# Do my snails have parasites?



## snailies3

So recently a few snail eggs in my tank have hatched. Last night I noticed maybe 5-10 baby snail crawling around,
but this morning I woke up to a bunch of beige-white, thin-string looking things all over the glass. 
It looks kindof like poo, except it's a lighter color, super thin, no more than an inch long, and if I watch close enough they seem to move! 
So my snails have parasites, and if they do, how do I get rid of them?
If they don't, what are these string things?

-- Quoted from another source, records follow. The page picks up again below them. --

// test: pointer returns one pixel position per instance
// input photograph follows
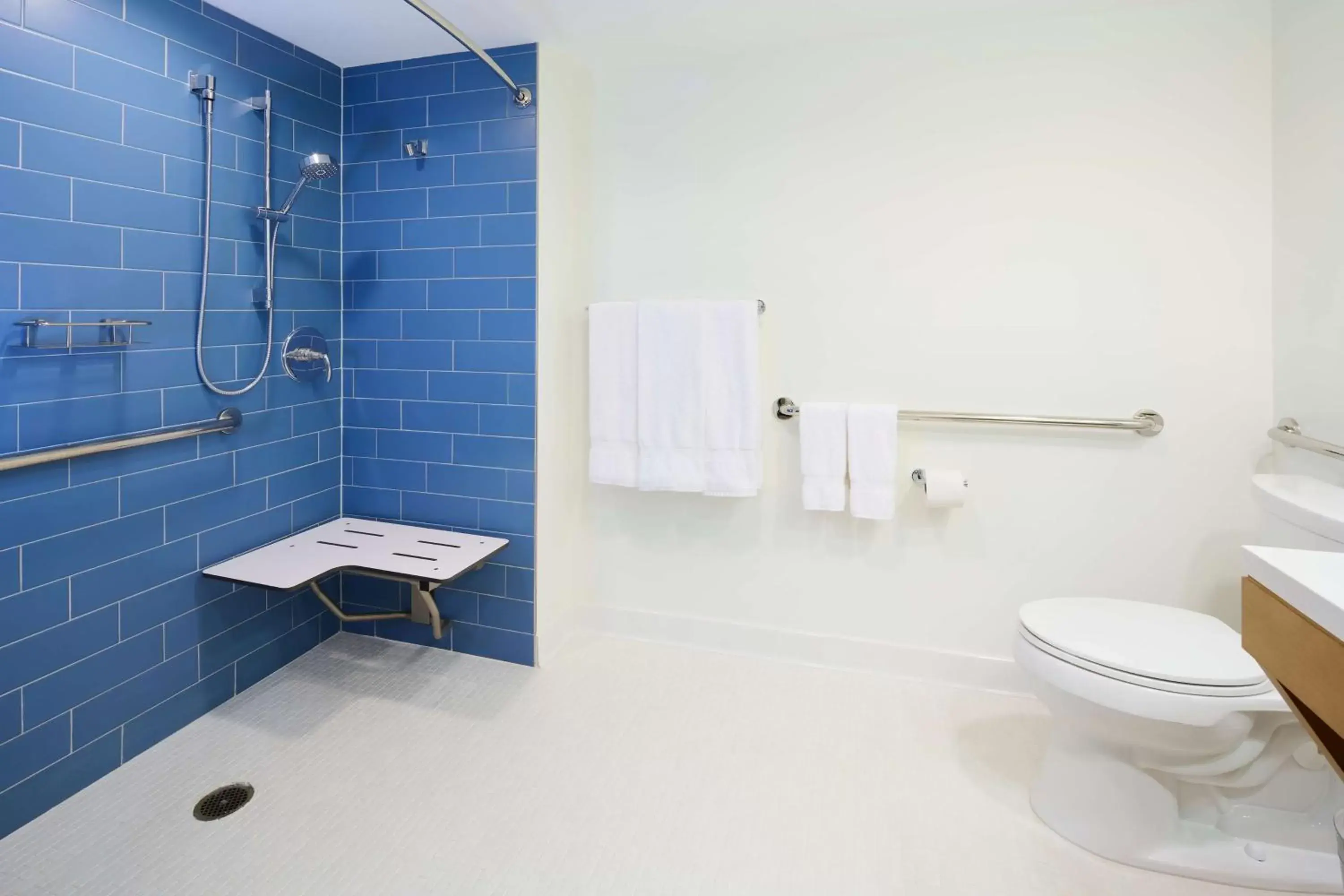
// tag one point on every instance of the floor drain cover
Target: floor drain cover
(222, 801)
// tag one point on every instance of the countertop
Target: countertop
(1312, 582)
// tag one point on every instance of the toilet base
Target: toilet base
(1121, 813)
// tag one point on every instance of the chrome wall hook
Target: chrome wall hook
(304, 355)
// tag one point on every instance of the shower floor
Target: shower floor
(621, 769)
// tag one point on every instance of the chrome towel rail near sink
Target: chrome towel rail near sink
(1291, 435)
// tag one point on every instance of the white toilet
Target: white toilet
(1170, 749)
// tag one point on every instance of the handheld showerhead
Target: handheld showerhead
(318, 167)
(315, 167)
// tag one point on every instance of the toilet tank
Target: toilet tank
(1299, 512)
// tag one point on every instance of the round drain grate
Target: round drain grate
(222, 801)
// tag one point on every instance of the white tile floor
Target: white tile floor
(624, 767)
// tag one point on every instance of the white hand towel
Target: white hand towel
(613, 370)
(732, 400)
(671, 404)
(873, 461)
(822, 445)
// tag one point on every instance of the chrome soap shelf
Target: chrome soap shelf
(112, 332)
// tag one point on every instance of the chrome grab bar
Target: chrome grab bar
(1144, 422)
(1291, 435)
(229, 420)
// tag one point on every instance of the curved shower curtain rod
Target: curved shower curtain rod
(522, 96)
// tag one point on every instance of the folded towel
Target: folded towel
(873, 461)
(732, 400)
(822, 445)
(613, 441)
(671, 404)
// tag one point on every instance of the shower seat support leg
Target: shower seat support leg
(424, 610)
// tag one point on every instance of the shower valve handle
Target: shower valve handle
(311, 355)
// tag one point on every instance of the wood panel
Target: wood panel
(1305, 663)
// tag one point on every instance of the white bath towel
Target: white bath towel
(671, 404)
(613, 394)
(822, 445)
(730, 353)
(873, 461)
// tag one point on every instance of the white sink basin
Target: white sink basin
(1304, 501)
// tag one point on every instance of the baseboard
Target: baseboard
(986, 673)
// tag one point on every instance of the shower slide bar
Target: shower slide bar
(229, 420)
(1291, 435)
(522, 96)
(1144, 422)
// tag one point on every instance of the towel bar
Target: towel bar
(1144, 422)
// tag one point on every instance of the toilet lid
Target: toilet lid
(1147, 640)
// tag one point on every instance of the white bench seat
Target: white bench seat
(421, 556)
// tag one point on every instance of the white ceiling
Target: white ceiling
(357, 33)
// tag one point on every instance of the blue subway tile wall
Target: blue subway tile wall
(440, 332)
(111, 638)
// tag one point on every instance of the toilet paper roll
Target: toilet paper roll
(945, 488)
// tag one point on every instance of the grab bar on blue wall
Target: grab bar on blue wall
(229, 420)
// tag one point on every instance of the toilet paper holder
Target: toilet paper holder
(917, 476)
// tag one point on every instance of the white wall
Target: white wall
(565, 540)
(1310, 226)
(1033, 213)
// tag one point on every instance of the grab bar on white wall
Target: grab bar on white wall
(1291, 435)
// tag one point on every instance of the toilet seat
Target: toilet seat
(1146, 645)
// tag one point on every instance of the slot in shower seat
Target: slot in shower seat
(421, 556)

You can see a few white lines just to the right of the thermo.


----------



## 77_Bus_Girl

do they look like the ones in this link?http://www.bcaquaria.com/forum/hospital-section-12/worms-my-cycling-tank-picture-added-21073/


----------



## snailies3

77_Bus_Girl said:


> do they look like the ones in this link?http://www.bcaquaria.com/forum/hospital-section-12/worms-my-cycling-tank-picture-added-21073/


Yeah, they're the same color but they're a lot thinner. Will they harm my snails? How do I get rid of them?


----------



## Diztrbd1

pictures would help....do they resemble these, which i believe are smaller than the previous link provided: http://www.bcaquaria.com/forum/freshwater-chat-9/micro-white-worms-glass-planaria-35444/


----------



## effox

I was thinking planaria immediately, but the description is pretty vague to pin point what type of worm it is.

Can you tell if it's segmented and flat? If it's not, it wouldn't be planaria.


----------



## snailies3

effox said:


> I was thinking planaria immediately, but the description is pretty vague to pin point what type of worm it is.
> 
> Can you tell if it's segmented and flat? If it's not, it wouldn't be planaria.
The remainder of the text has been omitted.